A Perris couple who imprisoned and tortured 12 of their 13 children for years are both slated to be sentenced Friday to 25 years to life in state prison.

David Allen Turpin, 57, and Louise Ann Turpin, 50, each pleaded guilty in February to six counts of cruelty to a dependent adult, four counts of false imprisonment, three counts of child abuse and one count of torture.

In exchange for their admissions, the Riverside County District Attorney’s Office dropped 11 counts of torture, seven counts of false imprisonment and five counts of child abuse against the pair. Additionally,
prosecutors dropped eight counts of perjury and one count of lewd acts on a minor against David Turpin, while a single count of assault resulting in great bodily injury was stripped from the complaint against Louise Turpin.
“We needed to determine whether proceeding to trial was worth having the victims testify in this case that has received worldwide media attention. We decided that the victims have endured enough torture and abuse,” District Attorney Mike Hestrin said in announcing the joint plea deals on Feb. 22.

Superior Court Judge Bernard Schwartz is expected to certify the negotiated pleas and impose the stipulated sentences. At least one of the elder Turpin children is scheduled to address the court prior to sentencing.

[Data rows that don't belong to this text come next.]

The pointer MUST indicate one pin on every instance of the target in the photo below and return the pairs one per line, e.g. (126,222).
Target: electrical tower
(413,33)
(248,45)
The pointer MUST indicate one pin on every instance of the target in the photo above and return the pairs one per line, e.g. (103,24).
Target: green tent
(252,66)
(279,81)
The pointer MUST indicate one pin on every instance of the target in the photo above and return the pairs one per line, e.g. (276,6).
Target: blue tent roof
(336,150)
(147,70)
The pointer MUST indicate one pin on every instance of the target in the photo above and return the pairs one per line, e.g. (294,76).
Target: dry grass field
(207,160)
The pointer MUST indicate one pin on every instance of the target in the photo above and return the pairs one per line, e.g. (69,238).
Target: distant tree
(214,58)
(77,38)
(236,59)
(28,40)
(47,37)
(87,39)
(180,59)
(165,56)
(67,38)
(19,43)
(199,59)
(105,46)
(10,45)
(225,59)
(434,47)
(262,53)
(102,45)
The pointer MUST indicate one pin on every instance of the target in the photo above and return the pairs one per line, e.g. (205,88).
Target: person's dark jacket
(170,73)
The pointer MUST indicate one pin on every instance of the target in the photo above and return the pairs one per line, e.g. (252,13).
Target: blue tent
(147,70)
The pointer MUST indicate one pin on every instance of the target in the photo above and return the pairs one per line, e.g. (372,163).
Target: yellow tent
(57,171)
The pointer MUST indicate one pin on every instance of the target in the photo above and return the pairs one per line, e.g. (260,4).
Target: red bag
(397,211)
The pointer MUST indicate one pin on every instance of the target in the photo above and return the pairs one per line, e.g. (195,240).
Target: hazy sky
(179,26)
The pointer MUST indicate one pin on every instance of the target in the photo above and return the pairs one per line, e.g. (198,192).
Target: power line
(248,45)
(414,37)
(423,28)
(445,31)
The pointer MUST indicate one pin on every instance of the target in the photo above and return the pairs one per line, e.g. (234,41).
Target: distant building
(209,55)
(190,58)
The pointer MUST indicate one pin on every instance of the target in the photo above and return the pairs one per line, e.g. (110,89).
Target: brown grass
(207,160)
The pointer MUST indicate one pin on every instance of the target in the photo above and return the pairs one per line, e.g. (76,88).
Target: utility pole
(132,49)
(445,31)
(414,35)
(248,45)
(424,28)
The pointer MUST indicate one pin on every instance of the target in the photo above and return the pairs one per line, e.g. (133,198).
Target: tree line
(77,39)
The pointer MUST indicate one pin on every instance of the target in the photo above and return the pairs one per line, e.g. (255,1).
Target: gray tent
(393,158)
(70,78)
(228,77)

The couple’s then 17-year-old daughter escaped the family’s Muir Woods Road residence on Jan. 14, 2018, and told a 911 dispatcher that her two younger sisters were “chained up to their beds,” shackled so tightly their bodies were bruised, according to testimony from the defendants’ June 20-21
preliminary hearing.

“They chain us up if we do things we’re not supposed to,” the girl said in a conversation with a 911 dispatcher, played in court. “Sometimes, my sisters wake up and start crying (because of the pain).”

She went on to describe how her mother and father denied her and her siblings the opportunity to attend school.

“My mother says we’re private schooled, but we really don’t do school,” the girl said.

She characterized her mother as an authoritarian who “doesn’t like us.”

Due to a new California law, the Turpins could receive a parole hearing after serving 25 years.

It’s due to AB 1448, which requires the state parole board grant all elderly prisoners parole hearings, except for death row and other no-parole inmates.

This is for inmates that are aged 60 or older. After 25 years David Turpin and Louise Turpin will be 82 and 75 respectively.

During a press conference in February after the plea deal…District attorney Mike Hestrin made clear that the sentence of 25 years to life did not mean the Turpin parents would be released on parole after 25 years, and that the sentence was the maximum allowed under California law.

He didn’t give his opinion on the law but acknowledged it did affect the plea deal negotiated.